TCP Maintenance and Minor Extensions (tcpm) R. Scheffenegger
Internet-Draft NetApp, Inc.
Intended status: Experimental M. Kuehlewind
Expires: April 15, 2013 University of Stuttgart
B. Trammell
ETH Zurich
October 14, 2012

Exposure of Time Intervals for the TCP Timestamp Option
draft-trammell-tcpm-timestamp-interval-00.txt

Abstract

The TCP Timestamp option would be useful for additional measurements if it could be assumed that the interval between ticks of the timestamp clock are regular, and if that interval were known. In practice, many implementations do use a timestamp clock source that has a regular interval. This draft specifies a mechanism for exposing the timestamp interval to a receiver, and discusses applications therefor.

Status of This Memo

This Internet-Draft is submitted in full conformance with the provisions of BCP 78 and BCP 79.

Internet-Drafts are working documents of the Internet Engineering Task Force (IETF). Note that other groups may also distribute working documents as Internet-Drafts.
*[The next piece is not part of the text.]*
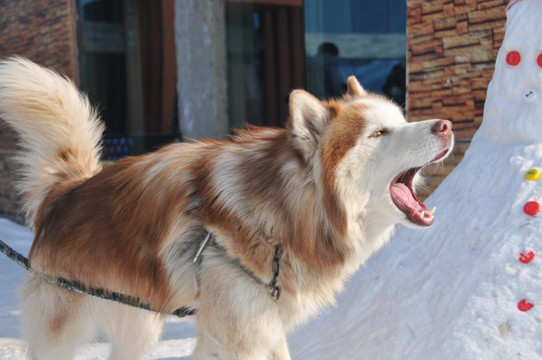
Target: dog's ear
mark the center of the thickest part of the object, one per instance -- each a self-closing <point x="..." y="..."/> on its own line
<point x="354" y="87"/>
<point x="308" y="118"/>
The list of current Internet- Drafts is at http:/⁠/⁠datatracker.ietf.org/⁠drafts/⁠current/⁠.

Internet-Drafts are draft documents valid for a maximum of six months and may be updated, replaced, or obsoleted by other documents at any time. It is inappropriate to use Internet-Drafts as reference material or to cite them other than as "work in progress."

This Internet-Draft will expire on April 15, 2013.

Copyright Notice

Copyright (c) 2012 IETF Trust and the persons identified as the document authors. All rights reserved.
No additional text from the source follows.